OCD and Medication
The topic of medication for obsessive-compulsive disorder is discussed a lot in articles and blogs and it always seems to incite lively conversation. There is talk of the stigma surrounding medication. Some patients admit to feeling weak, or like a failure, for needing meds, even though intellectually they know it’s no different from taking medication for any other illness.
Others are adamant about never taking anything because it’s just “not for them,” while some are completely fine with taking meds. There are those who say meds have wreaked havoc on their lives, while others swear that medication literally saved their lives. Doctors themselves confirm that the use of psychotropic medication involves a lot of “trial and error.” No two people will react exactly the same.
Everyone’s story is different, of course, and I think that’s what makes the issue of medication for OCD so complicated. There’s no set protocol. What helps one person might have no benefit to someone else. What works for someone now might not work for him or her in six months or a year. Then again, it’s possible one particular medication could be helpful to some people with OCD for their entire lives.
For me, the question that often seems so hard to answer is “How do you really know if your meds are helping you?” I’ve often written about how poorly my son Dan was doing when he was taking various medications to combat his OCD. At the time I thought, “If he’s this bad off with the meds, I hate to think what he’d be like without them.” Turns out the meds were a huge part of the problem, and once off them, he improved by leaps and bounds.

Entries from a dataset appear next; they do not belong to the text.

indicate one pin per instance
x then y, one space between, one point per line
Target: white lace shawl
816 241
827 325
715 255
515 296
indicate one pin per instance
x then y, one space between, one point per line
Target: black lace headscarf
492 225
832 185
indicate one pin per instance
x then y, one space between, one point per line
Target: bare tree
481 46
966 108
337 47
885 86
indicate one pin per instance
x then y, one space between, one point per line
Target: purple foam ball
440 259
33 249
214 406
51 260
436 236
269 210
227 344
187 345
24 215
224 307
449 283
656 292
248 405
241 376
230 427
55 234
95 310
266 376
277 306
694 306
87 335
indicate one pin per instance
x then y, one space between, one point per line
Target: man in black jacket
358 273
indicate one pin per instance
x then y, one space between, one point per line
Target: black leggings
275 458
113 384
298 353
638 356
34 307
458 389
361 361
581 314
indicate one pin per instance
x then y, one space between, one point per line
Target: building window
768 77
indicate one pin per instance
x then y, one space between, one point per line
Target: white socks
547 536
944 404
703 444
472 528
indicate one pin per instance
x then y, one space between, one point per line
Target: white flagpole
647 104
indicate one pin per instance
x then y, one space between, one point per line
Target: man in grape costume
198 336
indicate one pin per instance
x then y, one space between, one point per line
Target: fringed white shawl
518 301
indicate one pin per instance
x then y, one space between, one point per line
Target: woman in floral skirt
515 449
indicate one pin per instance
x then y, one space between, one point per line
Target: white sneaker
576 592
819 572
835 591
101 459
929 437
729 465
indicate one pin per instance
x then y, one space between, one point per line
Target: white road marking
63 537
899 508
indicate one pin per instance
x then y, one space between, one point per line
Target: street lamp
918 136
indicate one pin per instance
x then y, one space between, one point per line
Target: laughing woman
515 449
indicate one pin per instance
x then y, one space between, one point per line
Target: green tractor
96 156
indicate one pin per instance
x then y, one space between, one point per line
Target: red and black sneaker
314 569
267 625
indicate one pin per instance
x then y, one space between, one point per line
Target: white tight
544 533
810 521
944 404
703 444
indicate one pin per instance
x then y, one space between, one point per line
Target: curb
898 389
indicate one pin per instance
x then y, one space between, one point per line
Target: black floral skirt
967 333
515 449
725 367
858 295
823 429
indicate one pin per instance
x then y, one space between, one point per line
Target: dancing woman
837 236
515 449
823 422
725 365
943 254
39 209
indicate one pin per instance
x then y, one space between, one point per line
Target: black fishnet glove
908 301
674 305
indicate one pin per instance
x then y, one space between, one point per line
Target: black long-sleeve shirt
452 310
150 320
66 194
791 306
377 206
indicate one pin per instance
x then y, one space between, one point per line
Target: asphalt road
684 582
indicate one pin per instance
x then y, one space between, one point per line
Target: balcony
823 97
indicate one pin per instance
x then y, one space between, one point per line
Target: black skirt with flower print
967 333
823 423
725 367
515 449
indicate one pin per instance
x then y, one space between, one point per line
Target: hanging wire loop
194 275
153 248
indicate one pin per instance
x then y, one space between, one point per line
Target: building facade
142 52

Of course, this is just his story. Others have stories of great improvement with meds. Still others have stories that are not so cut and dried, so obvious. If someone has been on a medication for a year and is feeling “okay,” we don’t know if they would feel better, or worse, without it. Unless we’re able to clone ourselves and conduct a well-controlled experiment where the only variable is the medication, there is no way of really knowing how a drug is affecting you.
Because of this ambiguity, I think it is important for all of us to share our stories, both of success and failure, in regard to using medication for obsessive-compulsive disorder. Sharing can help raise awareness of side effects, drug interactions, and withdrawal symptoms. It can also bring attention to the possible benefits of certain drugs, as well as inform us of new medications to treat OCD, such as antibiotics, which are on the horizon. In recent years, there has been an increase in the prescribing of atypical antipsychotics for those with OCD, and many people, including me, have shared stories of how these drugs harmed them or their loved ones.
While having a trusted doctor is essential, I believe it is also of the utmost important that we advocate for ourselves and learn everything we can, good and bad, about the medications we are currently taking or considering taking. Thanks to the Internet, we have access to a lot of quality information about drugs (just make sure to visit reputable sites) and we can be well-informed consumers. Deciding whether to take medication should involve a detailed discussion with your health-care provider, so that all possible benefits and risks are taken into account. And if the decision is made to take medication, the person with OCD should expect to be monitored closely by his or her health care provider. All concerns should be taken seriously and promptly addressed.